Siguiendo el hilo de sus placenteros pensamientos, el Mirza formuló un mudo discurso a su esposa que descansaba. «Mishal, tengo cuarenta años y me siento tan satisfecho como un niño de cuarenta días. Ahora veo que durante los años he ido sumiéndome más y más en nuestro amor y ahora nado en ese mar cálido como un pez.» ¡Cuánto le daba ella, se admiraba el Mirza, y cuánto la necesitaba él!
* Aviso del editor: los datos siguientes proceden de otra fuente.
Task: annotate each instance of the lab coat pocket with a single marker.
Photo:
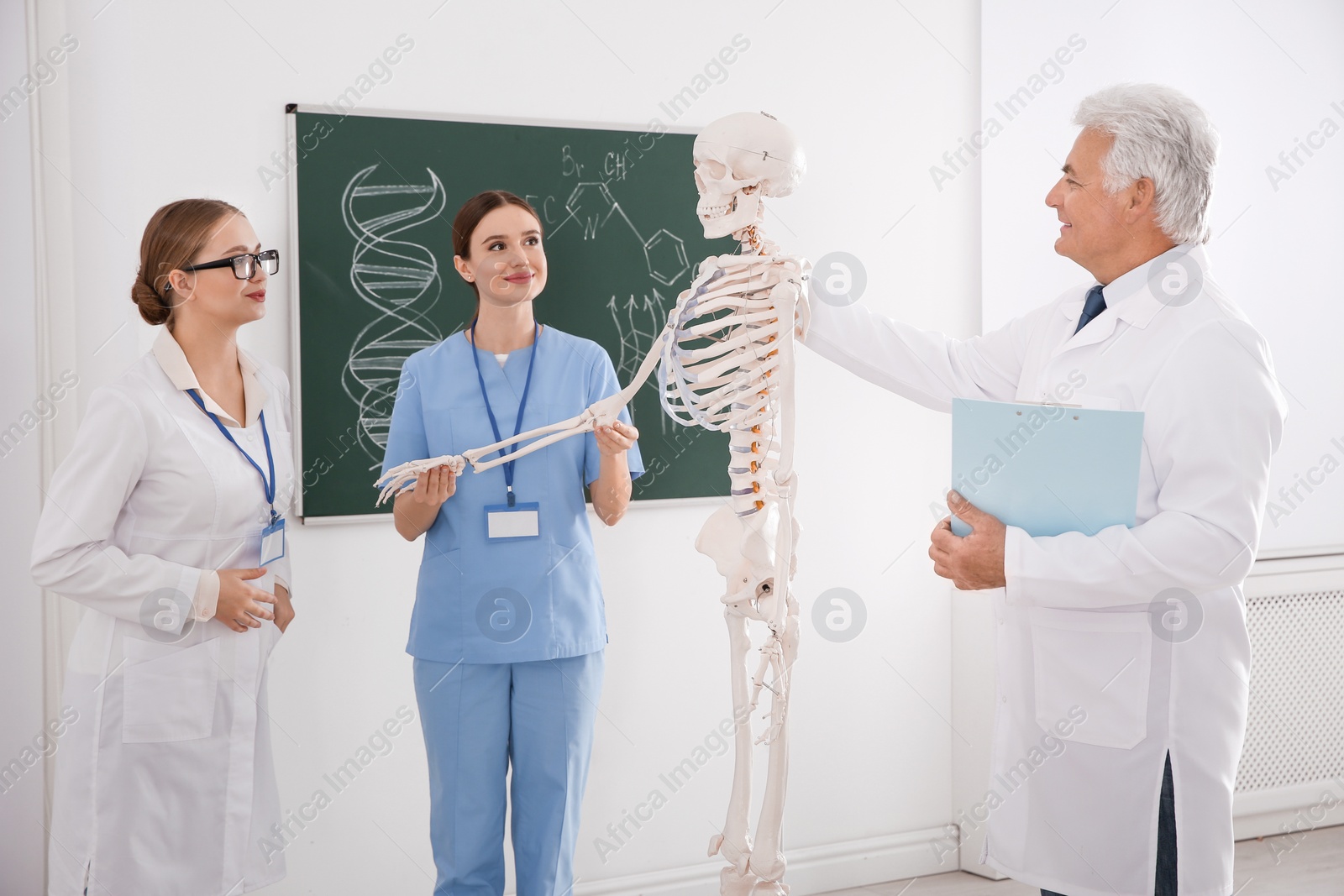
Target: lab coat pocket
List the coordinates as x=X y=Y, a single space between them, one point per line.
x=1095 y=664
x=170 y=691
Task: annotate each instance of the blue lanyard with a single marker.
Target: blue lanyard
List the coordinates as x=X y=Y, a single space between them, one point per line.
x=517 y=423
x=270 y=461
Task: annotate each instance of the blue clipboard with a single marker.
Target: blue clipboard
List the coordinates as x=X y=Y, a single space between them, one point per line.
x=1046 y=468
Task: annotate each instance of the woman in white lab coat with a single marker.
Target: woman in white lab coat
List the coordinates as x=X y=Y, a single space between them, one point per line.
x=155 y=523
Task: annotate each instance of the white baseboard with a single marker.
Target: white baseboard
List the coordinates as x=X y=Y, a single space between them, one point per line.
x=812 y=869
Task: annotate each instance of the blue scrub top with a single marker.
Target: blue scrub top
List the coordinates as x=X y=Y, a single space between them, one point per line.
x=486 y=600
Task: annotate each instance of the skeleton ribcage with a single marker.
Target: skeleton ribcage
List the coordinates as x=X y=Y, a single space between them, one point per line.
x=717 y=372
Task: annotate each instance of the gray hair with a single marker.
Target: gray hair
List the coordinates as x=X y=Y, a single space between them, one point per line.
x=1163 y=134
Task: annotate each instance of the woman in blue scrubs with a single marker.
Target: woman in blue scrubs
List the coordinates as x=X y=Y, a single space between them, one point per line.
x=508 y=629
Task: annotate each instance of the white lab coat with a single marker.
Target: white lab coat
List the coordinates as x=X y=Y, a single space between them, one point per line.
x=165 y=782
x=1074 y=634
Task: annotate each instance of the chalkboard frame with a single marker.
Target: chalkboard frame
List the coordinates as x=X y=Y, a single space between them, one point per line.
x=293 y=282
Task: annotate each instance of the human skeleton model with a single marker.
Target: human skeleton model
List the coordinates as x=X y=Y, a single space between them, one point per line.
x=726 y=364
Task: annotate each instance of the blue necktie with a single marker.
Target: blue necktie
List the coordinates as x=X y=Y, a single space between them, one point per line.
x=1095 y=305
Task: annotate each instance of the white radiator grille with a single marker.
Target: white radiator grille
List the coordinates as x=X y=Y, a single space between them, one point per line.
x=1296 y=727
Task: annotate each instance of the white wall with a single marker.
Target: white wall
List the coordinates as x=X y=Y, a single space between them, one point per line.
x=20 y=654
x=176 y=100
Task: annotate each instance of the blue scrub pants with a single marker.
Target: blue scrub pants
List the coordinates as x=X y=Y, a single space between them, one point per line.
x=479 y=719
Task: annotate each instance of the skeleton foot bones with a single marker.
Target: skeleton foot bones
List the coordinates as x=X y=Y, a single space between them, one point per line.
x=725 y=363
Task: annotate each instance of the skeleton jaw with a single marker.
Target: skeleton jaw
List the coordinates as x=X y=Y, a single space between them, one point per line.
x=723 y=214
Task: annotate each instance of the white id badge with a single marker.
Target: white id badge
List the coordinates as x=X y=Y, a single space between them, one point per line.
x=272 y=543
x=517 y=521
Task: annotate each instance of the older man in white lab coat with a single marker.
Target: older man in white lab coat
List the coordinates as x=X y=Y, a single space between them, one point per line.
x=1151 y=705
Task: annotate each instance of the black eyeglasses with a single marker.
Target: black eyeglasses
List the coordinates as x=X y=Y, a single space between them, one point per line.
x=245 y=265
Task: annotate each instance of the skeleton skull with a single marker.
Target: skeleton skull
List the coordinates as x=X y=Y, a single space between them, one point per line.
x=738 y=159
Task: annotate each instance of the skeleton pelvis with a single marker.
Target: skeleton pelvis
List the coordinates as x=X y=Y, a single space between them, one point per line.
x=743 y=548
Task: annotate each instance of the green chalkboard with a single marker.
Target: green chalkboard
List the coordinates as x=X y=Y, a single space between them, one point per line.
x=373 y=199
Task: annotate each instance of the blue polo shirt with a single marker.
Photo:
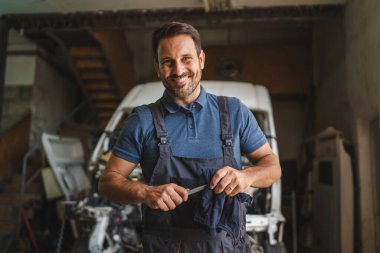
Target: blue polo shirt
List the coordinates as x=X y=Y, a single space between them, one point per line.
x=193 y=132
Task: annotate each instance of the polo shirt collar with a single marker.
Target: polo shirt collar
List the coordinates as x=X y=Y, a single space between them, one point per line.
x=173 y=107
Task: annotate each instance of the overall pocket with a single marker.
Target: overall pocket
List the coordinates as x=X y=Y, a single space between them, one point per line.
x=182 y=215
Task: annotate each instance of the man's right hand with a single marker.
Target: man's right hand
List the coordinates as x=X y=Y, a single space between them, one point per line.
x=165 y=197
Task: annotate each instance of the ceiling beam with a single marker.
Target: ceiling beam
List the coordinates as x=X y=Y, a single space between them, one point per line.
x=153 y=18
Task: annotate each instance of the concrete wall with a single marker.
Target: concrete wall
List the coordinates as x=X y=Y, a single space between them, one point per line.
x=347 y=79
x=54 y=97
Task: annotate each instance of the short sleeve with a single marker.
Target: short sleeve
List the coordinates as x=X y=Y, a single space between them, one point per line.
x=130 y=143
x=251 y=135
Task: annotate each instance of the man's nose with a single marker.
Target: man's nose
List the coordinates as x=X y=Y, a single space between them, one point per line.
x=178 y=68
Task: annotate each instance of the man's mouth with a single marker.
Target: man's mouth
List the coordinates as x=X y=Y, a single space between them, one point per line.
x=180 y=80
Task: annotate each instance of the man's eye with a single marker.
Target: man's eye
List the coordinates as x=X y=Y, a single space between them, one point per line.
x=166 y=63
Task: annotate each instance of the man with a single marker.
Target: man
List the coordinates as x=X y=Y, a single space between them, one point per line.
x=178 y=140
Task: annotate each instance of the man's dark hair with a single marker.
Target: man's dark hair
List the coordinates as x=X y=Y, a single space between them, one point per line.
x=175 y=28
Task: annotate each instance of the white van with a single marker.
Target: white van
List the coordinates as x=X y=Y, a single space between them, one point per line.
x=265 y=222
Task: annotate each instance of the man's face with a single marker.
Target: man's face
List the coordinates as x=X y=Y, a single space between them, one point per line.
x=180 y=68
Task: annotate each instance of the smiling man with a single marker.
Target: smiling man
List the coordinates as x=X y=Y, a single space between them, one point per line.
x=186 y=139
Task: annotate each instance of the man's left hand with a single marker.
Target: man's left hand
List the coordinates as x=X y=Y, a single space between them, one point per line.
x=229 y=180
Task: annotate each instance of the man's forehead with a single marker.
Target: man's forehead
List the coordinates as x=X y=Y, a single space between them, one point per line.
x=181 y=41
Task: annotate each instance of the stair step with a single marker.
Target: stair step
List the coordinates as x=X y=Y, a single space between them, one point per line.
x=95 y=75
x=8 y=211
x=85 y=51
x=99 y=86
x=90 y=64
x=10 y=225
x=106 y=105
x=103 y=96
x=103 y=115
x=14 y=199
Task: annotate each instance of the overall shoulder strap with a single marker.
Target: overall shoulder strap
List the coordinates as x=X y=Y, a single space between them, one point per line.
x=225 y=123
x=157 y=111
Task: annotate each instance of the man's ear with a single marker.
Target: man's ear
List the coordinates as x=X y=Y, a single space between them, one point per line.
x=157 y=68
x=202 y=59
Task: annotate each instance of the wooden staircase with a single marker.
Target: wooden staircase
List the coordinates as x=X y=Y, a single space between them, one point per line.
x=97 y=81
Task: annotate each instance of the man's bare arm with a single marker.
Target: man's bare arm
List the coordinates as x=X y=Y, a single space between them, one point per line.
x=114 y=185
x=263 y=174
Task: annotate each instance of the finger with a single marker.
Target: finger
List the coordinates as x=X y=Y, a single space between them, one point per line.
x=170 y=203
x=223 y=183
x=162 y=205
x=232 y=189
x=219 y=175
x=181 y=194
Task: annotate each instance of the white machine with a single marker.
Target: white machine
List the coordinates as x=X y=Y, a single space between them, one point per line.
x=256 y=97
x=332 y=197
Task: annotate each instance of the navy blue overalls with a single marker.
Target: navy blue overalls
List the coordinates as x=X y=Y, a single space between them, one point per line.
x=176 y=231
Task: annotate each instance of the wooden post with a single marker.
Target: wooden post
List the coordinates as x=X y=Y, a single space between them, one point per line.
x=4 y=28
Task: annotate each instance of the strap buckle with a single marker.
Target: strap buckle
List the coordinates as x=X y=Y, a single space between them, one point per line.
x=227 y=138
x=163 y=138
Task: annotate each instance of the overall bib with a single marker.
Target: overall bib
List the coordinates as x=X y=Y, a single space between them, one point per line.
x=176 y=231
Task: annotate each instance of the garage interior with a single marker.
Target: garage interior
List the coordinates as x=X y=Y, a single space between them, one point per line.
x=66 y=65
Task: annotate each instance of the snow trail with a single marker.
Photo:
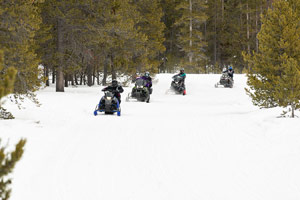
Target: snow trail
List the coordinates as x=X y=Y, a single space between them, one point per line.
x=210 y=144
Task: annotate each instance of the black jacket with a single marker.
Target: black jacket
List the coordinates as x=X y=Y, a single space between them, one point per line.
x=116 y=90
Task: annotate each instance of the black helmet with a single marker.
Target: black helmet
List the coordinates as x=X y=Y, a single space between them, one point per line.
x=114 y=83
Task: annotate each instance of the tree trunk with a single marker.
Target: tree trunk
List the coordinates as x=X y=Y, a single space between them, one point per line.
x=215 y=35
x=293 y=110
x=113 y=70
x=47 y=75
x=72 y=80
x=59 y=74
x=89 y=75
x=191 y=32
x=248 y=28
x=81 y=79
x=76 y=81
x=105 y=73
x=66 y=80
x=53 y=75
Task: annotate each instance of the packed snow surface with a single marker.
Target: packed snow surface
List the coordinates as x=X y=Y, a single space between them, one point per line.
x=211 y=144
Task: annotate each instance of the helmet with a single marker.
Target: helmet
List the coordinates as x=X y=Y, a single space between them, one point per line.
x=114 y=83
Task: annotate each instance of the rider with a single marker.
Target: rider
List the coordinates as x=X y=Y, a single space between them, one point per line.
x=148 y=79
x=116 y=89
x=183 y=75
x=230 y=72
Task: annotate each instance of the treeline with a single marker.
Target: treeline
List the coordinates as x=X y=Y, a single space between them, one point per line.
x=85 y=42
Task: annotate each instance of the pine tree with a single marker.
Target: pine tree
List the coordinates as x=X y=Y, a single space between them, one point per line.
x=7 y=79
x=151 y=26
x=274 y=79
x=20 y=21
x=7 y=164
x=191 y=40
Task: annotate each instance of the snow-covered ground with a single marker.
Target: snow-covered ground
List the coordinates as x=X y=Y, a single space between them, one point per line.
x=211 y=144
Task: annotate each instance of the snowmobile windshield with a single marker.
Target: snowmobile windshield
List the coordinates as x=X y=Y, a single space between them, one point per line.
x=140 y=82
x=177 y=78
x=109 y=94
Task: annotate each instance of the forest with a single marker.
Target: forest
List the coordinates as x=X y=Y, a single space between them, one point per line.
x=84 y=42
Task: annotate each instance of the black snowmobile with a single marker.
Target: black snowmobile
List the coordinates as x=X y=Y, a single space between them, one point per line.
x=108 y=104
x=225 y=80
x=177 y=85
x=140 y=91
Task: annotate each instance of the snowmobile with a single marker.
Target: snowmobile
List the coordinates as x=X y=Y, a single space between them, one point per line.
x=225 y=80
x=177 y=85
x=108 y=104
x=140 y=91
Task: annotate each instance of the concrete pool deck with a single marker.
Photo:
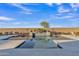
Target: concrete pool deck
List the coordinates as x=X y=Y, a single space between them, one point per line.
x=70 y=48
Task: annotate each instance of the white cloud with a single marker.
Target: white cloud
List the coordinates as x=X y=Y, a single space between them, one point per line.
x=62 y=10
x=49 y=4
x=5 y=18
x=24 y=9
x=75 y=6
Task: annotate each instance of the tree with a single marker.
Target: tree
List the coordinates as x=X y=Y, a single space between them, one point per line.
x=44 y=24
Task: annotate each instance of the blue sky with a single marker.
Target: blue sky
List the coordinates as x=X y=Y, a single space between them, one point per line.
x=29 y=15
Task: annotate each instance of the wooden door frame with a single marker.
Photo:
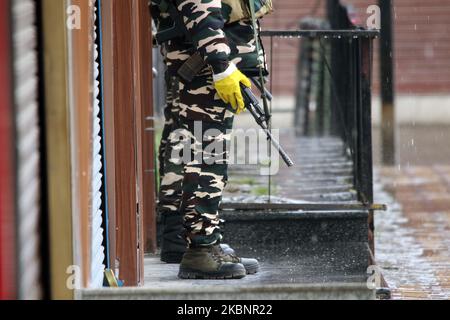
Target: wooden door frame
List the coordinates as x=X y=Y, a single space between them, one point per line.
x=58 y=146
x=145 y=124
x=81 y=97
x=129 y=135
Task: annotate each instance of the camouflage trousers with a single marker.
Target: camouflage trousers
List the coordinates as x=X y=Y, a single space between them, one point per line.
x=194 y=155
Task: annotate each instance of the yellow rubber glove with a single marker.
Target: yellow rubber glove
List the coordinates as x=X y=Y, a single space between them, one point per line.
x=228 y=87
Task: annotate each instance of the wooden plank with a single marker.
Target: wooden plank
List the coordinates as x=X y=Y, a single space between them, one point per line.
x=145 y=123
x=81 y=99
x=58 y=150
x=125 y=146
x=8 y=288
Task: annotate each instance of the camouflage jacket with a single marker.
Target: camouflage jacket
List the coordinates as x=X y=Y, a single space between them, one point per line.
x=220 y=30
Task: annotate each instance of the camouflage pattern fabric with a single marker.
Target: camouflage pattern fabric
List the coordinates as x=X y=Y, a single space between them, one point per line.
x=195 y=119
x=235 y=43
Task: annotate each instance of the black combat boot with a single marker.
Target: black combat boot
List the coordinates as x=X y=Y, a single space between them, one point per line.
x=209 y=263
x=173 y=244
x=251 y=265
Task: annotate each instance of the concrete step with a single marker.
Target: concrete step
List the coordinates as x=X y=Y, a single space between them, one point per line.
x=281 y=228
x=157 y=291
x=304 y=277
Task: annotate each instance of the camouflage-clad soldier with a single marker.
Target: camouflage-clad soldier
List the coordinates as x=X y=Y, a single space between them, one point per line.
x=201 y=113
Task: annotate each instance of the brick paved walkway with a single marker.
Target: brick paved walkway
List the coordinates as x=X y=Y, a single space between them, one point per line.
x=413 y=237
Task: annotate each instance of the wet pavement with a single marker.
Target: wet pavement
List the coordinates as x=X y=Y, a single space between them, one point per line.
x=413 y=236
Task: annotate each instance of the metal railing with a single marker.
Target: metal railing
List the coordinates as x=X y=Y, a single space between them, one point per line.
x=334 y=93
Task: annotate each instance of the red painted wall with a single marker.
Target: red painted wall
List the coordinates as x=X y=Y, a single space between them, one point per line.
x=7 y=234
x=422 y=43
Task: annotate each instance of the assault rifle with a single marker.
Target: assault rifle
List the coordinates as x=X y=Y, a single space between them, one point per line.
x=196 y=63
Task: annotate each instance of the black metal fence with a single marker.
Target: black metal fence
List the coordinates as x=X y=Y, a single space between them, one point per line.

Su matrimonio trascendía de la mera sensualidad, era tan íntimo que la separación era inconcebible. «Envejecer a tu lado, Mishal -le dijo mientras ella dormía-, será un privilegio.» Se permitió el sentimentalismo de lanzarle un beso con la punta de los dedos antes de salir de la habitación andando de puntillas. Cuando regresó al porche principal de sus aposentos privados, situados en el piso alto de la mansión, miró hacia los jardines que empezaban a salir de la bruma, y vio la imagen que turbaría su paz de espíritu para siempre, destruyéndola irreparablemente en el mismo instante en el que él había empezado a creerla invulnerable a los estragos del destino.